作文、読書感想文でほめられたことのないあなた、
どうか「僕は文章を書くのが苦手なんだ」とは絶対に思わないでください。



ほとんどの小学生は、自分の「文章力」を知る機会が、作文と読書感想文しかありません。

もちろん、作文と読書感想文も「文章力」をはかる「一つの指針」ではありますが、そこで判定できる能力は極めて限られていると思います。

「作文・読書感想文が得意ではない」と「文章力がない」は、決してつながらないのです。

にもかかわらず、
作文・読書感想文が苦手だったことで、
文章を書くこと自体に苦手意識を植え付けられてしまった人は少なくないように思います。

しかも、その意識はとても根強く、大人になってもこじらせてしまっている人もいます。

このことは国語教育において非常に大きな問題だと思っていますが、
僕の立場だからこそ今できることは、「そうじゃないんだよ」とメッセージを送ることです。


作文・読書感想文が苦手なあなたも、
もしかしたら、すごい文章力の持ち主かもしれないよ

そして、
文章を書くことって、みんなが思ってるより、はるかに面白いことなんだよ
そんなメッセージを送り続けていこうと思っています。


それはまた、「12歳の文学賞」立ち上げの目的の一つでもあります。

実際、これまでの受賞者の中には「作文・読書感想文は大っきらい。ほめられたことなんて一度もない」と言う子もいました。

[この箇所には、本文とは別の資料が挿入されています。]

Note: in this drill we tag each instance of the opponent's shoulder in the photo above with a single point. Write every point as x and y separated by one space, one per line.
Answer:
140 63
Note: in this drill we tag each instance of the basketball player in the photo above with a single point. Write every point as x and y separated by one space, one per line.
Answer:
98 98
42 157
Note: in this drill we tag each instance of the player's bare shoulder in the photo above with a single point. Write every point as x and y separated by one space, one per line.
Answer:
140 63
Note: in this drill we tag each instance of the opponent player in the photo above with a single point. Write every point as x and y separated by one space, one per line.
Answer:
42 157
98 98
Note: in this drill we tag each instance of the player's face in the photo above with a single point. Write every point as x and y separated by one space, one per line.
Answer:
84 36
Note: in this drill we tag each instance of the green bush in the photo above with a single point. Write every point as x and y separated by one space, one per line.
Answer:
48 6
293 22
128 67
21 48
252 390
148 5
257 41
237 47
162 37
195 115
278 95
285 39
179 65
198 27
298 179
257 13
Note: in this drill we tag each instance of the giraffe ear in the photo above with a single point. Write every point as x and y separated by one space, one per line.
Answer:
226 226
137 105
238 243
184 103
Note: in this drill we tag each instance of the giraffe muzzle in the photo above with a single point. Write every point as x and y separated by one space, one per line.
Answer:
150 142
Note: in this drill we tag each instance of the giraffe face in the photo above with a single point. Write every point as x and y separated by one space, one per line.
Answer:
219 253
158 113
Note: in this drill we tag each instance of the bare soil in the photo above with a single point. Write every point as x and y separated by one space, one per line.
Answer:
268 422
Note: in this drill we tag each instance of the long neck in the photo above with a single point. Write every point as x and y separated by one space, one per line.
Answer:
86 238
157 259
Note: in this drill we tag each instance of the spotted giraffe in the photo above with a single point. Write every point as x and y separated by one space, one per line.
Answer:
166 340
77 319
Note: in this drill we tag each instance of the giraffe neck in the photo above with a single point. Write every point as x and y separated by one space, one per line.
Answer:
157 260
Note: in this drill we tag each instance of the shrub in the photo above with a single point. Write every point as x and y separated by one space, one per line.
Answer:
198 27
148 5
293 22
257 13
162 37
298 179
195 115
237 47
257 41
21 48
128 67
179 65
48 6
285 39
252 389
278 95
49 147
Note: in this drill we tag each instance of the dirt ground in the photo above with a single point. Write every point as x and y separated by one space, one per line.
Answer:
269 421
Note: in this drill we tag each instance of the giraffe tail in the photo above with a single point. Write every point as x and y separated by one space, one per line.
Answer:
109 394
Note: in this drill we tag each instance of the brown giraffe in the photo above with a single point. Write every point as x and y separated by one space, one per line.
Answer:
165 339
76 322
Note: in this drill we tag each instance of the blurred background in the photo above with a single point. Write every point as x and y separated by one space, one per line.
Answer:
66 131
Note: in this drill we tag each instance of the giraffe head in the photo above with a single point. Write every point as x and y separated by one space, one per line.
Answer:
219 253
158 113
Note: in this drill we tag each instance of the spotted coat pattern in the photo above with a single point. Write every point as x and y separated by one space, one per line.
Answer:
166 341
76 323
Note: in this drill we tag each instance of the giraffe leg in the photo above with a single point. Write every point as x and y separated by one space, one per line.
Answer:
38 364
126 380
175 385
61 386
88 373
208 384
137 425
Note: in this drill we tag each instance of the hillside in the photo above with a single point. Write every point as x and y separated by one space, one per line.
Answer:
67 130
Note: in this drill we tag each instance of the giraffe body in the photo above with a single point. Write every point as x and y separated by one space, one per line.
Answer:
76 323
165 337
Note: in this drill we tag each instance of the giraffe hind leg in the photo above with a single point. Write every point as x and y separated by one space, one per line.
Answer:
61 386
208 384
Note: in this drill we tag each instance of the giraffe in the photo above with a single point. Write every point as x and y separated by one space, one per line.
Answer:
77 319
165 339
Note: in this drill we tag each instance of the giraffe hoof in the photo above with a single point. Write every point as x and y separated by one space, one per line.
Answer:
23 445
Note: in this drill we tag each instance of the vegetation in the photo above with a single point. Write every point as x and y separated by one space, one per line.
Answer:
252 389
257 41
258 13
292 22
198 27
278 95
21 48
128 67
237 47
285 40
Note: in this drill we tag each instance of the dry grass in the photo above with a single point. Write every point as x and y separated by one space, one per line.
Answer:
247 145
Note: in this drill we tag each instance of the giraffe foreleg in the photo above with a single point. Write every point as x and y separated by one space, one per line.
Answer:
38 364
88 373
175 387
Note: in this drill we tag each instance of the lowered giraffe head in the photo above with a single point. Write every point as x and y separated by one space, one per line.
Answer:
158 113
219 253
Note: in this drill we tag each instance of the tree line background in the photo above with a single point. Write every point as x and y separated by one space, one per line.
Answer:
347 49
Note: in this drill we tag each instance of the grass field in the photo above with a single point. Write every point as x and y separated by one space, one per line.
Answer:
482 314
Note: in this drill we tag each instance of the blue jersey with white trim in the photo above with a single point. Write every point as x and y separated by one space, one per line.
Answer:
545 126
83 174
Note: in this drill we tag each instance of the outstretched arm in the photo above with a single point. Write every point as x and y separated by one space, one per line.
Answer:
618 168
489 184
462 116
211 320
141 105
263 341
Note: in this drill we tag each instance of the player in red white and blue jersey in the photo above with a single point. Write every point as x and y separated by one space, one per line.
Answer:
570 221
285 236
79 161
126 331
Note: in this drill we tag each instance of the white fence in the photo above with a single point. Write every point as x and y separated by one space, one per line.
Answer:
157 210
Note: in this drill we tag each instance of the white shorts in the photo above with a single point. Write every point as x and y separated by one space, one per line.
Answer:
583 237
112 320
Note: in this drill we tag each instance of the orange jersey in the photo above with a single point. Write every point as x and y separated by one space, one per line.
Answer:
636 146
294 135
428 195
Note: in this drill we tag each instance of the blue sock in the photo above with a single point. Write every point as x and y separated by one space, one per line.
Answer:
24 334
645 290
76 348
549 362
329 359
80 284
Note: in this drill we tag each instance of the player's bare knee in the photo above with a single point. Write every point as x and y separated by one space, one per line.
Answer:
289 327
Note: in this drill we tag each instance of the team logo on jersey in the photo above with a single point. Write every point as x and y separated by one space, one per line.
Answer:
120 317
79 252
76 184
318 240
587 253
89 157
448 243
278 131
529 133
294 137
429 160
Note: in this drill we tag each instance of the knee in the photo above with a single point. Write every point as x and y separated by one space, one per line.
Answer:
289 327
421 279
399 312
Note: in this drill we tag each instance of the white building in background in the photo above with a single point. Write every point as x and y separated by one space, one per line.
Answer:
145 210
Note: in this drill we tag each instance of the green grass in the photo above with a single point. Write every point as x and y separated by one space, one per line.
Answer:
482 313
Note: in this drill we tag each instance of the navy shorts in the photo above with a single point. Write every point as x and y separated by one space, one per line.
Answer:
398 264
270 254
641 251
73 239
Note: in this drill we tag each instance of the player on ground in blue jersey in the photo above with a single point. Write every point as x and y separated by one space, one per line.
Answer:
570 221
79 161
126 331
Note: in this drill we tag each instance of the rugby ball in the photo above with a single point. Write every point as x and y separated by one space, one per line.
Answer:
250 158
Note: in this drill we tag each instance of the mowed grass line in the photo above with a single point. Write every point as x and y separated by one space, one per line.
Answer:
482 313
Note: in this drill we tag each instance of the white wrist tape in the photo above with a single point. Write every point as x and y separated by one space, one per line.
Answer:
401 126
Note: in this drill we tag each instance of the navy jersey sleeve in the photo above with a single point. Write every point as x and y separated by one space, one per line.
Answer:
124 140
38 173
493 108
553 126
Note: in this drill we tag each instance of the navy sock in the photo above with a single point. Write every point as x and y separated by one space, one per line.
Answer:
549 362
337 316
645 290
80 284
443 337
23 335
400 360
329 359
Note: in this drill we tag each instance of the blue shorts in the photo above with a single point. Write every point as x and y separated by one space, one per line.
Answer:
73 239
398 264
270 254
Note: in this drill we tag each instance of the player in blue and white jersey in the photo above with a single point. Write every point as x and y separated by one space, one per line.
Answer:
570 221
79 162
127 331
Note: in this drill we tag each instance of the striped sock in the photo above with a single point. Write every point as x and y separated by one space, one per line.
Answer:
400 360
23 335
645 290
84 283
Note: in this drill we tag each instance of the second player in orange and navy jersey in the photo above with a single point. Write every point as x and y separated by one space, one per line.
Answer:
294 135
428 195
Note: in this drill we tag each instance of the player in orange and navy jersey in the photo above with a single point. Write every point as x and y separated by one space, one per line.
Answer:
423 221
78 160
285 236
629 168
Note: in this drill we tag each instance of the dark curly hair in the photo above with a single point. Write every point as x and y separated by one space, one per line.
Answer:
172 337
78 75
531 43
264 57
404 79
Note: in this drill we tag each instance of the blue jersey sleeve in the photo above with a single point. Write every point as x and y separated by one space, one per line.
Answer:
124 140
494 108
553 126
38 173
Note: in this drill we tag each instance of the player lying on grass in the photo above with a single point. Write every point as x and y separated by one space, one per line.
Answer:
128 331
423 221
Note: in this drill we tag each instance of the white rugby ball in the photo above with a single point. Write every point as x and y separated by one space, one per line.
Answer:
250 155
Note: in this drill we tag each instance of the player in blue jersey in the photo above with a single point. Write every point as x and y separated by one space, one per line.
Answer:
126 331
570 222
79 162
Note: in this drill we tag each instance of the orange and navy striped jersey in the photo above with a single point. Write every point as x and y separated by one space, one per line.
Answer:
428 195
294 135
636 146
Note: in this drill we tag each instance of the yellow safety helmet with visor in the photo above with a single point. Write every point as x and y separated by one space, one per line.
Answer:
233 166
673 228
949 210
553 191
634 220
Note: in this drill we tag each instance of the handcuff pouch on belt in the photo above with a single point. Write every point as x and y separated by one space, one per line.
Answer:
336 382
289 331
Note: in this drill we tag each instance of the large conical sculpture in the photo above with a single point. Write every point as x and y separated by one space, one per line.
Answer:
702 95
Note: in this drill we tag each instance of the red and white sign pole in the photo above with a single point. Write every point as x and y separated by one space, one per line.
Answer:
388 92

僕たちが目指していることが少しは実現している証でもあり、嬉しくもある一方で、
「こんなにすごい文章を書けてしまう子を評価できない作文教育って一体なんなんだ」と憤りを感じてしまいます。

「犠牲者」を一人でも少なくするためにも、
僕たちはこれからも「12歳の文学賞」をもっともっと魅力的なものにしていきます。

時には「良識的な大人」が、まゆをひそめるくらい面白いものにしていきますよ!